Red Hat Bugzilla – Bug 70172
RHSA-2002:155-11 Openssl Fix for Stronghold 3.0 RedHat/3016c
Last modified: 2007-04-18 12:44:54 EDT
From Bugzilla Helper:
User-Agent: Mozilla/5.0 (X11; U; Linux i686; en-US; rv:0.9.8) Gecko/20020204
Description of problem:
Stronghold 3.0 is not listed in the following Security Advisory:
However it used OpenSSL 0.9.6 which is listed as vulnerable in the latest
openssl advisory: http://www.openssl.org/news/secadv_20020730.txt
Updating to the latest is problematic because Stronghold apparently uses a
custom OpenSSL library (see stronghold_check_ssl_init function as an example).

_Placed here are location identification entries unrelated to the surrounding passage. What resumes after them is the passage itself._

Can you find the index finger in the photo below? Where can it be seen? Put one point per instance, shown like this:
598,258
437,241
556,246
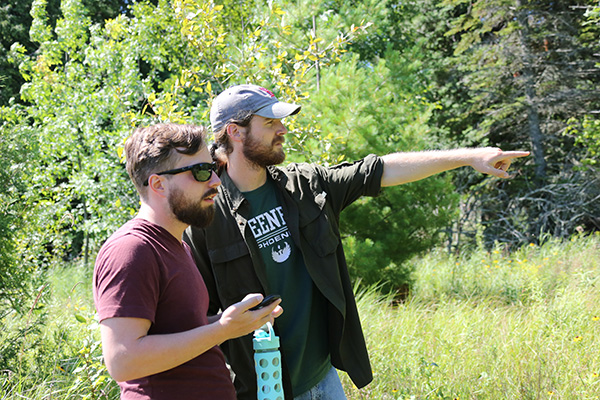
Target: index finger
514,154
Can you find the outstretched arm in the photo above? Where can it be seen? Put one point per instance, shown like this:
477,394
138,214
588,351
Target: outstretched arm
130,353
399,168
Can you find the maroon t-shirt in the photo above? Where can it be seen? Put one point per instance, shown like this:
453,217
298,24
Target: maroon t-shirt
142,271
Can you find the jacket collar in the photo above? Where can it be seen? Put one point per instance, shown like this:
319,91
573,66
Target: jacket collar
233,194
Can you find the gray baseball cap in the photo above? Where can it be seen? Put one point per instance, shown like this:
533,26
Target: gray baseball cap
243,99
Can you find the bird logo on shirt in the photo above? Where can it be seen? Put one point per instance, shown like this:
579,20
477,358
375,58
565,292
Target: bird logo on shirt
281,252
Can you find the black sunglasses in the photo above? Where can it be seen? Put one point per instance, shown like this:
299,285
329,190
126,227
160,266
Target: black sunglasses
201,171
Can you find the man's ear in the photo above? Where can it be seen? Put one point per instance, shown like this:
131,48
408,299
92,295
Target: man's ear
234,132
155,184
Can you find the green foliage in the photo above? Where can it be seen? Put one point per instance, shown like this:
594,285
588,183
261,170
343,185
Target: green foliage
379,110
489,325
54,350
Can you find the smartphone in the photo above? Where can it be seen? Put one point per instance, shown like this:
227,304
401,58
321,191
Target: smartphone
266,301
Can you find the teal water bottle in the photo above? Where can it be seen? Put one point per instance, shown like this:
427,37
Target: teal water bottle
267,361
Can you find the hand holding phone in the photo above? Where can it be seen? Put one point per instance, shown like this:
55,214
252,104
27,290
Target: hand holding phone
266,301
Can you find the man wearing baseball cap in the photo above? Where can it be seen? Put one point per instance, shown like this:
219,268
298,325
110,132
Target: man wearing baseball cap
276,231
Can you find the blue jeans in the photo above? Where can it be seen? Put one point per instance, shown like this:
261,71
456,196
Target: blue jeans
330,388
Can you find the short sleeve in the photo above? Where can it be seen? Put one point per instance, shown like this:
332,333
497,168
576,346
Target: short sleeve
126,279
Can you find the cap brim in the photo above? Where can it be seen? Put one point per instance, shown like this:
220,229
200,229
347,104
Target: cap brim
278,110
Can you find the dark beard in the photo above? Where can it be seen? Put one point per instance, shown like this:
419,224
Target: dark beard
260,154
191,213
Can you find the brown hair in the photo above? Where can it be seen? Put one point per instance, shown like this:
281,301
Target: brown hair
150,149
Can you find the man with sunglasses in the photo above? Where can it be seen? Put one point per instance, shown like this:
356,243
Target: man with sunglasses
276,231
157,339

Will an updated version of Stronghold 3.0 be made available?
Version-Release number of selected component (if applicable):
Steps to Reproduce:
Sorry about the version number above, 3.0 was not a choice.
New releases of Stronghold 3.0 containing patches for the OpenSSL issue were
made available yesterday at the Stronghold download site,
http://stronghold.redhat.com/. It looks like an advisory mentioning this hasn't
been sent out yet, we'll get that fixed.